December 19, 2011 · 0 Comments
One of the biggest telecommunications companies in the U.K. has just sued Google in a U.S. court for six counts of patent infringement, claiming that just about every Google product of importance violates one of its patents.
That’s not completely surprising — hot new industries (like smartphones) often see a tangle of intellectual property litigation in their early years, as all the incumbents negotiate for position with new players. Usually, these disputes worked out behind closed doors with a bunch of cross-licensing deals, with occasional litigation bringing the whole ugly mess into the spotlight.
But BT isn’t stopping at Android.
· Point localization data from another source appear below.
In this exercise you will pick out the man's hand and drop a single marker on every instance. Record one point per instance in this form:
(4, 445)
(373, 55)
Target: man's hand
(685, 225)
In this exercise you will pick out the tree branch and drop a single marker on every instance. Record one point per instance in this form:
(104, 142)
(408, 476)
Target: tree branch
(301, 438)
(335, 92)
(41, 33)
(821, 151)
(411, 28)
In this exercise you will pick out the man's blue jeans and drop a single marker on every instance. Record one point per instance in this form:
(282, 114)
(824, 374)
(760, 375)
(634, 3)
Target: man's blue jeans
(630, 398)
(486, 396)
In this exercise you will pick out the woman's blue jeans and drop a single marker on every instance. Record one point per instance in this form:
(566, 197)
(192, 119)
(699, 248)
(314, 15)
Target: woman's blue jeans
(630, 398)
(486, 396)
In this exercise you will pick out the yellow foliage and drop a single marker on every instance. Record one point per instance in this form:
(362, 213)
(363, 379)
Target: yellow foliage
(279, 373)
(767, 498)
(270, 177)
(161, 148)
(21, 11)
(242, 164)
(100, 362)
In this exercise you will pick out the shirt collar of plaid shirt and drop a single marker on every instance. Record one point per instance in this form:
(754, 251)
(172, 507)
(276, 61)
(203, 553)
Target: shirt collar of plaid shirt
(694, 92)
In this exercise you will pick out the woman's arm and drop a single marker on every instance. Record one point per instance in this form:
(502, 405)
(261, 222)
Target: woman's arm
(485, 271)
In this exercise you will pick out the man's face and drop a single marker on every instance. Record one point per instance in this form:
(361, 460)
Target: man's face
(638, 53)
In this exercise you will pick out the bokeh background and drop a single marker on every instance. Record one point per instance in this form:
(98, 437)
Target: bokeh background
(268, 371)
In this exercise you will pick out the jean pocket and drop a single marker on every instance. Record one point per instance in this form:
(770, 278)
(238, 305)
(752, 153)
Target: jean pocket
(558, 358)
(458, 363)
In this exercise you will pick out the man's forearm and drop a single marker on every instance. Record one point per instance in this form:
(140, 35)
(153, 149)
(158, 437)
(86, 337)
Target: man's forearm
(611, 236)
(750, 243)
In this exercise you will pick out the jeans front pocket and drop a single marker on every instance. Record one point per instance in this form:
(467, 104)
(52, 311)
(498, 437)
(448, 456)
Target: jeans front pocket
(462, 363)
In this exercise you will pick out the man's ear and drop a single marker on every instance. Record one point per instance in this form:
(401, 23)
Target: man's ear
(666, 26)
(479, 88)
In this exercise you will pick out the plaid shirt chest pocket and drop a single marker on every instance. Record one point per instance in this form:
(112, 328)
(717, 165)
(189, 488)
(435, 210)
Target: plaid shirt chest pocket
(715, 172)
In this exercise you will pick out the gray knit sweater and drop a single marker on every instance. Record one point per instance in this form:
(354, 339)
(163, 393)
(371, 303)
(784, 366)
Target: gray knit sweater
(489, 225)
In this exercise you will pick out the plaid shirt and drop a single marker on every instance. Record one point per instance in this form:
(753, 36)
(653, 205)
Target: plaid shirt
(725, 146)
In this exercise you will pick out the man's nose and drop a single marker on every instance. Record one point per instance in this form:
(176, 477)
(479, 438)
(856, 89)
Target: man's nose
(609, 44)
It’s also naming a whole bunch of other Google products beyond Android, including Search, Maps, Music, Offers, Books, and the Google+ social network.
The patents in question were granted between 2000 and 2004, so it’s a little odd that BT didn’t notice that Google violated them until now.
Perhaps the timing has something to do with BT’s financial performance — revenues have been declining for the last two years — and the fact that Google is trying to buy Motorola, which could conceivably give it more leverage when negotiating with carriers.
At any rate, BT seeks triple damages for “willful and deliberate infringement,” which suggests BT approached the company to try and get a licensing deal first, but was rejected.
This looks like negotiations in public, with a settlement soon to follow.
BT earned about $3.2 billion in pre-tax profit on about $31 billion in sales in its last fiscal year, which ended March 31.